И то, что мы не можем почерпнуть никакой информации из беседы Стивена и Блума в "Итаке", не означает, что встреча не состоялась, ибо "всякая действительная жизнь есть встреча":

"- Какой же опыт получает человек от Ты?
- Никакого. Ибо Ты не раскрывается в опыте.
- Что же тогда человек узнает о Ты?
- Только все. Ибо он больше не узнает о нем ничего по отдельности."
(Бубер, "Я и Ты" — 40, 21)

Но как узнать о том, что встреча все-таки состоялась, как это можно вывести из текста? Обратимся к материалу эпизода "Итака".

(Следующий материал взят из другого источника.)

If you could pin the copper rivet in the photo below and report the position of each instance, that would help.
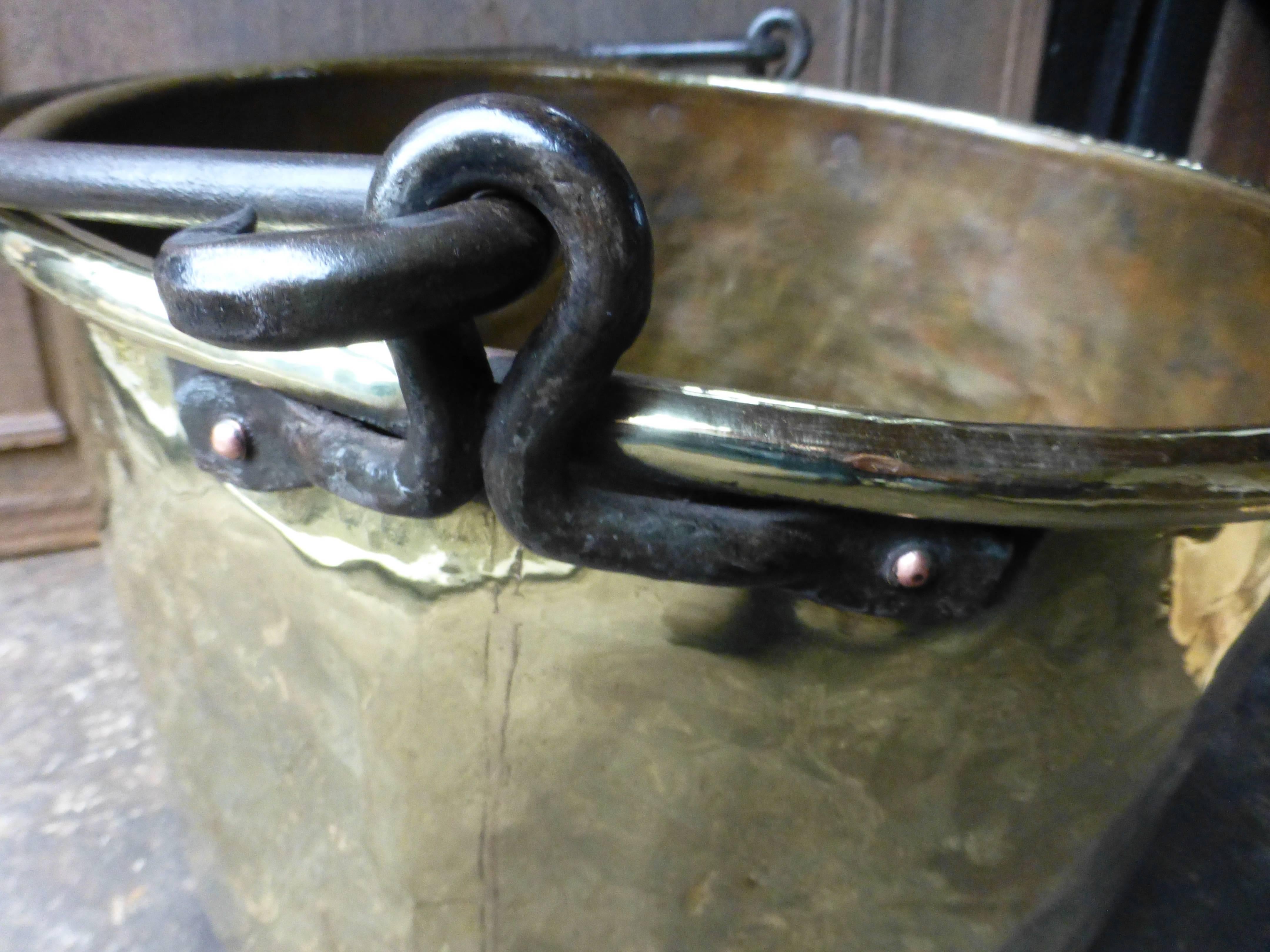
(910, 569)
(229, 440)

По замыслу Джойса, все события в "Итаке" разрешаются в свои космические, физические и психические эквиваленты, а Блум и Стивен превращаются в небесные тела, в странников, подобных тем звездам, на которые они смотрят. Блум (не Стивен!) наделяется новым именем: Всякий-и- Никто. Границы Блума-человека и границы Вселенной размываются: Вселенная распахивается, подтверждая масштаб события. Что означает этот выход за границы, который подчеркнут тем, что Джойс называет временем следующего эпизода "бесконечность"? Это выход за пределы мира "Оно" в мир подлинного бытия, ведь "Оно существует лишь в силу того, что граничит с другими. Но когда говорится Ты, нет никакого Нечто. Ты безгранично" (40, 17). Архетипические модели, которыми пользуется Джойс в этом и в следующем, последнем эпизоде, подтверждают нашу гипотезу. Встреча — тот ключ, обретая который Блум превращает Хаос романа в Космос: "и вот уже отведена угроза бездны, лишенное ядра Многое более не играет в переливчатом равенстве своего притязания, но лишь Двое друг подле друга" (40, 45). Роман обретает свое ядро, а эпизод, чья форма "вопрос-ответ" кажется монотонной и сухой, оказывается наполнен подлинным человеческим теплом. Одиссей-Блум странствовал. Куда? К лону жизни, к ее истокам, в утробу Геи- Пенелопы. И это возвращение происходит в "Итаке", после общения со Стивеном, а не в эпизоде "Пенелопа". Блум — "усталое дитя-муж, мужедитя в утробе" ("Улисс" — 7, 142), потому что "Ты открывает больше, ему дается больше, чем может изведать Оно. Ничего неподлинного не проникнет сюда: здесь колыбель Действительной Жизни" (40, 20) И он возвращается в эту колыбель.

Так произносится основное слово "Я-Ты" романа, так происходит встреча с Другим и так Джойс обретает "иудейского Другого" в себе.